So, here we are. My kitty cat and I have a rigorous schedule of syringe feeding ahead of us, as I keep my hopes up that he'll begin eating normally again. We have a checkup visit at the vets in a week. And I had the joy to see him in front of the water bowl once we got home from the vets. He didn't fight me too much at all when I fed him at 1pm, but he did give me a rather nasty scratch when I took him out from his hiding place under my bed this AM.

Wish him the best.


----------



## pounceonjupiter (Jan 13, 2008)

How horrible - swallowing and needle and having it lodged in the back of her tongue. Gee.

I certainly am really, really, really hoping my boy doesn't have a stone..


----------



## Lyrical13 (Apr 9, 2007)

Stone wasn't that bad, and in my case my cat Boo would have suffered less had the vet listened the first time, instead of waiting 3 days (and $300 dollars later), hooked up on IV, delaying my initial request - xray.

That said, though semi-slow recovery, he has fully recovered. 
Although gallstones being quite rare in cats, they're treatable (obviously, in my experience).

But I do suggest to avoid waiting, as it deteriorates their condition at quite a rapid rate and causes great discomfort. 

Not fighting you for your treatment may well not be a good sign......

Anyway to work out a payment plan with the vet?


----------



## ~*Regina*~ (Apr 16, 2008)

I really don't understand why you would let your cat wait in pain, that you "hope" it goes away. If the money is an issue ask your friends and family. 
I'm sorry if I'm being really blunt but I hate it when I see people that have animals but they can't afford the vet care when it's needed.


----------



## Stryker (Apr 2, 2007)

*pounceonjupiter*-
I was away all day - just now catching up on things.

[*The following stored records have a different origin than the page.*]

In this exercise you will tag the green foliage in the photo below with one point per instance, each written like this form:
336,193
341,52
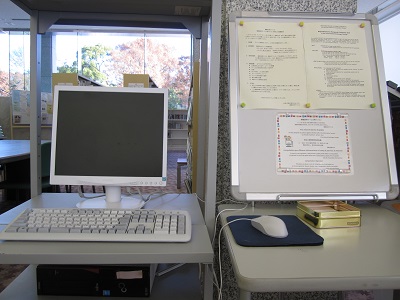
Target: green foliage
68,69
106,66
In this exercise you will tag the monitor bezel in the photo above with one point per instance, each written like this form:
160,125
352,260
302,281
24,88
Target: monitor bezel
134,181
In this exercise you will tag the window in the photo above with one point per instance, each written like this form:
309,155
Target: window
105,57
14,61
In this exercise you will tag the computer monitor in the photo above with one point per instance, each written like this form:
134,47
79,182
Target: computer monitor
111,137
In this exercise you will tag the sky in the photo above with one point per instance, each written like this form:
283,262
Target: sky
389,32
67,45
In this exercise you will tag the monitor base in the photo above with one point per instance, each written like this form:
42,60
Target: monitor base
125,203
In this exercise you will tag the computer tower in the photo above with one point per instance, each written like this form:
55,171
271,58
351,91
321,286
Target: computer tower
101,281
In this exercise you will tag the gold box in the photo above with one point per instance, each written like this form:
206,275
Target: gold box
328,214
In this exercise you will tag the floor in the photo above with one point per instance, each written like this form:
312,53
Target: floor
9,272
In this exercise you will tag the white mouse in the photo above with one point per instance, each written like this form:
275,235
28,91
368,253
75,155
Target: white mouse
271,226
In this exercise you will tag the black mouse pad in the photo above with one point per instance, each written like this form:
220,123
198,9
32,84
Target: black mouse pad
299,233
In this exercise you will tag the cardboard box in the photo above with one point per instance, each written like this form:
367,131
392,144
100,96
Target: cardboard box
329,214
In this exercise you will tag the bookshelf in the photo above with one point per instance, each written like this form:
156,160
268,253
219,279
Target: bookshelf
177,129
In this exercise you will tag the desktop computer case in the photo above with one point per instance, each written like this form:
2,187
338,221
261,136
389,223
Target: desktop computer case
100,281
328,214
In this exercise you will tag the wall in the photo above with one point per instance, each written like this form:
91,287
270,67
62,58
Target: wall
230,290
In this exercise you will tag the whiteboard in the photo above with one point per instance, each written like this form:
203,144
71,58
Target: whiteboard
255,151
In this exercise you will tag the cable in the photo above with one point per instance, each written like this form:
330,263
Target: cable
219,254
224,210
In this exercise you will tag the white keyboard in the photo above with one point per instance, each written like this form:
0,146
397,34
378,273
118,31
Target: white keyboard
106,225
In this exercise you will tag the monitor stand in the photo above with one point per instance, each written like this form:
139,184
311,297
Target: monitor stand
112,199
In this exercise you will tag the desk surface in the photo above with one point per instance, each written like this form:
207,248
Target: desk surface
198,250
360,258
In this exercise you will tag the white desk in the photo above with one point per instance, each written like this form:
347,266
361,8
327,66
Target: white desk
197,251
361,258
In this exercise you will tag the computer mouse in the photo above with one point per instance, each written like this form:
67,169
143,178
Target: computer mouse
271,226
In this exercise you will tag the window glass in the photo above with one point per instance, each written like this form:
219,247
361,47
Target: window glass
105,57
390,48
14,61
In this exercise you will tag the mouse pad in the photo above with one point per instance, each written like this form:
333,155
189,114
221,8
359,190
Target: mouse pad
299,233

First, I'm so glad you were able to get to the Vet.

I'm confused about one thing - that's in your last post before mine. Do you mean she swallowed a needle - and that's why she couldn't eat?

It will be really important - and I know you know this - to get some food into her every few hours - and, lots of water.

Please post and let us know how she (and you) are doing.


----------



## BoscosMum (Apr 29, 2004)

I am happy you got your cat into the vet.

Dont feel bad about the $$$....
We have alot of animals and we love all of them dearly,
currently with our finances I would be so scared if something
serious happened to any of them. We are BROKE!

If only rich people had pets......the shelters would be 
over double as crowded as they are right now. I believe that!


Anyways......when my cat Spaz was hacking....I brought in a 
stool sample, and lucky for us ut was an easy fix. 
He had gotten tapeworms.


----------



## Smirkitty (Apr 19, 2008)

Stryker said:


> I'm confused about one thing - that's in your last post before mine. Do you mean she swallowed a needle - and that's why she couldn't eat?


No, he was remarking on someone else's post, Lyrical13 said her cat had swallowed a needle and thread.


----------



## ~*Regina*~ (Apr 16, 2008)

Smirkitty said:


> Stryker said:
> 
> 
> > I'm confused about one thing - that's in your last post before mine. Do you mean she swallowed a needle - and that's why she couldn't eat?
> ...


O, My bad....Sorry!
I thought the cat swollowed a needle.

How is your kitty doing today?


----------



## greenighs (May 1, 2008)

~*Regina*~ said:


> I really don't understand why you would let your cat wait in pain, that you "hope" it goes away. If the money is an issue ask your friends and family.
> I'm sorry if I'm being really blunt but I hate it when I see people that have animals but they can't afford the vet care when it's needed.


People sometimes find themselves in difficult straits. I'm happy that you apparently haven't had this experience. Pray that you remain so blessed.


----------



## pounceonjupiter (Jan 13, 2008)

> ~*Regina*~ said:
> 
> 
> > I really don't understand why you would let your cat wait in pain, that you "hope" it goes away. If the money is an issue ask your friends and family.
> ...


Thank you, greenighs for saying that. I really appreciate it.. seeing a pointless guilt-inducing message like hers is not at all conducive to me or him. I'm upset that I couldn't have taken him in at the first sign of his behavior being off - His liver read out wouldn't have been so high and recovery may not take so long as it will now. There's nothing I can do to change that - I am doing everything I can for him now.

The vet said - to get 12 ccs of food (prescription diet feline i/d)/water half/half mix in about every 2 hours (initially it was 3-4 hours.) When I called yesterday for a question related to that, she said it was also good half way inbetween to give him about 3ccs of just water to wash his mouth out. I'm looking online also to compare with others experiences, that he doesn't need more, etc etc. If anyone has dealt with syringe feeding I'd appreciate any input.He's about 13 pounds, I believe. Regardless, I'd check with the vet before I changed anything.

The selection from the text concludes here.